DATE: FRIDAY, June 30, 1995                   TAG: 9506300074
SECTION: VIRGINIA                    PAGE: B-4   EDITION: METRO 
SOURCE: Associated Press
DATELINE: VIRGINIA BEACH                                LENGTH: Medium


THE LATEST IN TRENDS FOR LATE LOVED ONES

Morticians got a preview this week of what's absolutely to die for this season in the funeral-home business, including personalized coffins and urn jewelry.

Funeral directors clad in shorts and sandals, rather than their somber suits, moved festively through a trade show at the Virginia Beach Pavilion. They viewed the latest in hearses, caskets, embalming fluids and final outfits.

The show Tuesday and Wednesday was part of the annual conventions of the Virginia Association of Funeral Directors and the Virginia Morticians Association.

Lockets and bracelets designed to hold ashes are the latest trend, said Hallie Place, a Winchester urn vendor who stood before rows and rows of polished wooden, marble and ceramic urns.
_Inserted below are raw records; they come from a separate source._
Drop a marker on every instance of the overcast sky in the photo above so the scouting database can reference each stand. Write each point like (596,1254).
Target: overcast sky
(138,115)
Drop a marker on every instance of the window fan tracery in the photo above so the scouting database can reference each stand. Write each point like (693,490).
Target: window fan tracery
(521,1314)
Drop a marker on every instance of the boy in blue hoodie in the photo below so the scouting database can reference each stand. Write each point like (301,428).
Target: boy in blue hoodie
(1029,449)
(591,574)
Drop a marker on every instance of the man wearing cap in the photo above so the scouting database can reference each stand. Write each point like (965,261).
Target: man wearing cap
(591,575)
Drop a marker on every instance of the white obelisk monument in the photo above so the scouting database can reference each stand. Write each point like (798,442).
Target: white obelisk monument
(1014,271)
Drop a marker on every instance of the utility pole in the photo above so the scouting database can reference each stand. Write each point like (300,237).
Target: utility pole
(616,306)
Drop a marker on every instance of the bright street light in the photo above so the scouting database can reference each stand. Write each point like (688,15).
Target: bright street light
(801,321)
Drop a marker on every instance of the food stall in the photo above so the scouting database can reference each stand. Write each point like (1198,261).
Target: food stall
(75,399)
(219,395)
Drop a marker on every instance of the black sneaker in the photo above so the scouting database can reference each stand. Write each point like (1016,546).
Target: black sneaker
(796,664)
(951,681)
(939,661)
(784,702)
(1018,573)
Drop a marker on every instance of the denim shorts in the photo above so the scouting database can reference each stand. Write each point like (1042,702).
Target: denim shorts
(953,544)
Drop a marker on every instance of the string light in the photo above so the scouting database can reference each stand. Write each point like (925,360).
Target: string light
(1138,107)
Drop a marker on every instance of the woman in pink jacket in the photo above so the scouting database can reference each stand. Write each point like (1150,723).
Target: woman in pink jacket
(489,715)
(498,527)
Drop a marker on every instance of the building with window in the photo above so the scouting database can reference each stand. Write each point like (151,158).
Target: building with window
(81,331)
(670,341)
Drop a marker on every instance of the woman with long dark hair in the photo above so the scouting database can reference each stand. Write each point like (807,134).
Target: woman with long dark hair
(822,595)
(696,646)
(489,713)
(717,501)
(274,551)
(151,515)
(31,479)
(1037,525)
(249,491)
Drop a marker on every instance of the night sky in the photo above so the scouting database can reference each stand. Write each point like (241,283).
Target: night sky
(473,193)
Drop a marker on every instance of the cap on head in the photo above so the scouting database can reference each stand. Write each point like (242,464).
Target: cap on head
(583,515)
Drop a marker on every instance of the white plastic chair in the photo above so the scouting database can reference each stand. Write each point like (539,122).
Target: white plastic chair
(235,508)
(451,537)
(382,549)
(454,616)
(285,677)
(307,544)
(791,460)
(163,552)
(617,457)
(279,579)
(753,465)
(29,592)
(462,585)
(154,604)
The silver lockets started with ``two women whose mother had been cremated,'' Place said. ``She had loved jewelry and had wondered if there was some way she could be memorialized with jewelry.''

For families far apart, sets with one large urn and several matching mini-urns allow relatives to share the ashes of a loved one. Jewelry-box urns with inner boxes for ash storage also are a new idea.

Cremation is on the rise nationwide, approaching 21 percent, according to the North American Cremation Association. Since 1989, Virginia's cremation rate has gone from 11 percent to 15 percent. Cremation costs one-third of the average funeral, which runs about $8,000 including burial expenses. Many families request a memorial service and other preparations along with the cremation.

Unique funeral ceremonies, right down to personalized coffins, are becoming more popular, said Covington funeral director David L. Arritt.

``For the golfer, the choir member. And for Mother,'' he said, pointing to coffin lids featuring a colorful embroidered golf scene, a few bars of "Amazing Grace" and roses in gauze netting.

In general, families are participating more fully in the final rite. ``Sometimes we have family members and friends who want to do the hair and makeup,'' said Karen Kellum, co-owner of Kellum Funeral Home in Virginia Beach. ``We have moms who want to dress their babies. People need to do something, so we try to accommodate them as much as the law allows.''

Undertakers are working on offering services long after loved ones are buried. Some offer to help form support groups for grieving parents or widows. Others have trained grief counselors.

And South Hill funeral director W.D. Willis is prepared to accommodate the disabled and the hurried with drive-through viewing.

The floor inside the window-enclosed viewing area is 8 inches lower than the outside driveway, Willis said. The bereaved can call in advance to make arrangements to view their dearly departed, then drive to the curtained window, view from the car, sign a register and go.

So far, Willis said, no one has used the service.